A big problem in all this also comes for Israel, the least legitimate state of all in the region, one that is based not on imperial line drawing after 1918, but in 1948, and also upon the theft of land beyond these artificial borders. Of course, Zionists like to claim that Palestine is theirs, ‘a land with no people, for a people with no land’. But while Palestine was not previously a ‘nation’, being part of the Ottoman Empire, the racist, absurdly ethnic definition of being a Jew common to the Zionist outlook, something that dates from 19th century European racism, can still less invent its own ‘nation’ in this area, one that its aggression extends to ever wider borders. When boundary lines are being redrawn by IS, or being pushed back by the major powers, can the undisturbed extension (even ‘internally’) of Israel’s borders continue? No wonder the voluble Israeli government has kept relatively quiet on this issue!
The US role in the Middle East is paramount, but clearly not in anything that can be considered to be ‘control’. Russia has been a relatively new element, also militarily involved, with its aim being to support Syria, where it maintains a seaport, and also to prevent itself from being enclosed by the ever-expanding NATO forces surrounding its borders. Problematic for the US, this has undermined the influence of the supposedly overwhelming power of the US military, although the US will attempt to push Russia to agree to its aim of regime change in Syria. France, like Russia, having been attacked by IS, but having lost much influence in Syria, wants to re-establish an interest there, and determinedly bombs Syria to exact revenge. Its efforts nevertheless kill many civilians and Hollande’s firepower only highlights how fragile is his own domestic political support.
As for the UK, the government pretends that there is a pliable 70,000 group of rebels to oust Syria’s Assad. It may even give them almost ‘democratic’ credentials, but the main thing is that they will bend, at least a bit, to British interests. After all, showing British flexibility, British official flags were set at half-mast for the death of that other great leader, Saudi King Abdullah in January 2015, as a sign of the lucrative defence, commercial and financial deals with the right kind of regime.
Jeremy Corbyn, leader of the Labour Party, is in a more tricky position. He has had a consistent view that he is against the UK military bombing of Syria, although he also thinks that it would be OK if the United Nations legitimised such an imperial policy. He considered that the decision to go to war was a ‘most serious, solemn decision’, but then refused to exert any leadership discipline over his MPs votes, with no threat of sanction if they disagreed with him. I cannot say I was surprised, since he has found it possible to belong to the pro-imperialist Labour Party for more than three decades. The farce here is that a Labour MP voting for the Conservatives austerity measures would have faced party sanctions, whereas, if an MP votes to bomb Syria, that is a matter of conscience.

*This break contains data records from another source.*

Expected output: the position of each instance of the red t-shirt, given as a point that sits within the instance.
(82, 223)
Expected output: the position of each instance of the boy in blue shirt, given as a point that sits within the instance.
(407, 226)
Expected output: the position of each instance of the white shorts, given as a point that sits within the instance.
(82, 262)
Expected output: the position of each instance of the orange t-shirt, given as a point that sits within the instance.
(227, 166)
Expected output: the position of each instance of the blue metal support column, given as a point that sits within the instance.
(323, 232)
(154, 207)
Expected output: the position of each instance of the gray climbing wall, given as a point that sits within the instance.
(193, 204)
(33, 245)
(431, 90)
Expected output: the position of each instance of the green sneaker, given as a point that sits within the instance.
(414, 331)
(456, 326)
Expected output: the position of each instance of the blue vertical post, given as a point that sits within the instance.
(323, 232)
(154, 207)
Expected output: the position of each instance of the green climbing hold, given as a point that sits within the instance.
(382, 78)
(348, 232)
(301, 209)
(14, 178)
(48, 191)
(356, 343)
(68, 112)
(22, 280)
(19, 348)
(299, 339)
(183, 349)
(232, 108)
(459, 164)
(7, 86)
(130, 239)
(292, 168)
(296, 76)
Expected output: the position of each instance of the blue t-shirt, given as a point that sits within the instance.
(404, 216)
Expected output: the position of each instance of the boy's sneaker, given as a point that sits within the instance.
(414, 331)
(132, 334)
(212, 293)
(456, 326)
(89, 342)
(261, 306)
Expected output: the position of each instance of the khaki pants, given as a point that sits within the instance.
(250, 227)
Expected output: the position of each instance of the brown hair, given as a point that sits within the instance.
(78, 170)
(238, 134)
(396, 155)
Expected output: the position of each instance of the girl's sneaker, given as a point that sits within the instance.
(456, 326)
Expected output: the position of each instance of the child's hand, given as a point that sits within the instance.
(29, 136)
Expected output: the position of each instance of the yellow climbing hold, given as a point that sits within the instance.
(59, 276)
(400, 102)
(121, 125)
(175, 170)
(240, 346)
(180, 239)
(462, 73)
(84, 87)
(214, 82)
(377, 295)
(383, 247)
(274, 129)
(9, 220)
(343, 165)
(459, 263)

Tony Norfield, 2 December 2015

(note: some later rephrasing of  text, 6 Jan 2016)


[1] I am too polite to mention that Dave’s first foray into military matters, teaming up with French President Sarkozy to encourage US and ‘allied’ intervention in Libya, has not turned out that well.
[2] This and some other details are taken from an informative and well-written work by John Keay, Sowing the Wind: The Seeds of Conflict in the Middle East, John Murray: London, 2003.